People like Foxy coming back to their inheritances.

The body of Danny McDonagh which had lain so long under its mausoleum of flowers would be disturbed. The questions would be asked.

‘We’re over twenty-one. We can do what we like,’ he said.

‘I could always do what I liked, for all the good it did me.’

‘So could I,’ he answered her with spirit. ‘And it did me a lot of good. I never wanted anyone else but you, not since we were children. What did you want?’

‘I wanted to be safe,’ she said.

He promised her that was exactly what he would do for her. They talked a little that night, and more the next day in Barna Woods. He left her at the gate of The Glen, and saw her look away from the gate house.

‘Something happened here,’ he said.

‘I always knew you had second sight.’

‘Tell me, Leo. We’re not people to have secrets from each other.’

Through the window of The Glen they could see her father sitting at the drawing-room fire. He must have got the idea of sitting in that room after seeing them there yesterday. She told Foxy the story.

‘Let’s get the key,’ he said.

She went through the kitchen and took it from the rack in the hall. Together, with candles, they walked through the gate lodge, a blameless place that didn’t know what had happened there.

He raised her face towards him and looked into her eyes.

‘Your hair is like a halo again.
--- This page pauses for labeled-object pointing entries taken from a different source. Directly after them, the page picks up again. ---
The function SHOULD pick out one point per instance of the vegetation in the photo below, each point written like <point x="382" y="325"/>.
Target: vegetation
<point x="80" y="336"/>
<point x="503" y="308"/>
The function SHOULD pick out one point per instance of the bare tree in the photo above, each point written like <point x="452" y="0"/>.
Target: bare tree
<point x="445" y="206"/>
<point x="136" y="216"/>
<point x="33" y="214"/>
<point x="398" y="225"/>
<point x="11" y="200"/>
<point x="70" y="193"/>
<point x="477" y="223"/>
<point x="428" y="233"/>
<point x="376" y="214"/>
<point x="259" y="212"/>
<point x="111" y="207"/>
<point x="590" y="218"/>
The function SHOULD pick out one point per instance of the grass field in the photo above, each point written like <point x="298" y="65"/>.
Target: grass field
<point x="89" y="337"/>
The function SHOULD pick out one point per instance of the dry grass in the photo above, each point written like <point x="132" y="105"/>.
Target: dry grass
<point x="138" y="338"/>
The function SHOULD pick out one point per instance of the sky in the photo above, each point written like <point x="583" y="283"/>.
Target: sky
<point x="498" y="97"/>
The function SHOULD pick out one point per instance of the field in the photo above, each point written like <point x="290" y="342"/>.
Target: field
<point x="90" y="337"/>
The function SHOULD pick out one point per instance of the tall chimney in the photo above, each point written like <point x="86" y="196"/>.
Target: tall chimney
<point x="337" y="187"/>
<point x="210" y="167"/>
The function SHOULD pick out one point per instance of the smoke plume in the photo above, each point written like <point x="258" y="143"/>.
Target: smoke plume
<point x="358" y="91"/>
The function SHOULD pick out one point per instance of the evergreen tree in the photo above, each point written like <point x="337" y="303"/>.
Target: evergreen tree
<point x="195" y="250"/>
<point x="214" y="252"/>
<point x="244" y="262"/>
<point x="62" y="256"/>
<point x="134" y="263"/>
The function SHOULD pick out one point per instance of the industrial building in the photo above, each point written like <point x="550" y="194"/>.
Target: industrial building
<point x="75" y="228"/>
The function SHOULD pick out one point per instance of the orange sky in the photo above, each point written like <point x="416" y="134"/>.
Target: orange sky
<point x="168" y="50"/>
You’re doing it to drive me mad,’ he said.

‘Don’t you see all the problems, all the terrible problems?’

‘I see nothing that won’t be solved by a load of concrete on where that rockery stands now,’ Foxy Dunne said.
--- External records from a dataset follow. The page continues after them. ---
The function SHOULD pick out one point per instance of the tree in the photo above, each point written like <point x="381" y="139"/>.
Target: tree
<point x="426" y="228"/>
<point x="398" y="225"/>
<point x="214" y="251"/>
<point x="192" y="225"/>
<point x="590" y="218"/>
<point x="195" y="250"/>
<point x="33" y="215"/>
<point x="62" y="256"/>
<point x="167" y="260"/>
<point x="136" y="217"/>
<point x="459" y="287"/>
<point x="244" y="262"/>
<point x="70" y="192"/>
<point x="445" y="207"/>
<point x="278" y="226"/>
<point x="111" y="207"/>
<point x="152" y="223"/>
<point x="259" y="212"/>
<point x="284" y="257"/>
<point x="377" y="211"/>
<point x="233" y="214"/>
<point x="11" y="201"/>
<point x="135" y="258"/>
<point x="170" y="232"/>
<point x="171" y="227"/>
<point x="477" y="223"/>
A STONE HOUSE AND A BIG TREE

The decision to close the school was known in 1969; National Schools all over Ireland were giving way to Community Schools in the towns. But still it was a shock to see the building advertised for sale in the summer of 1970.

FOR SALE
Traditional stone schoolhouse. Built 1899. School accommodation comprises three large classrooms, toilet facilities and outer hall. Accompanying cottage: two bedrooms, one livingroom/ kitchen with Stanley range.
For sale by Public Auction June 24th if not disposed of by Private Treaty.
Auctioneers: O’Neill and Blake.

Nessa and Niall Hayes read it over breakfast.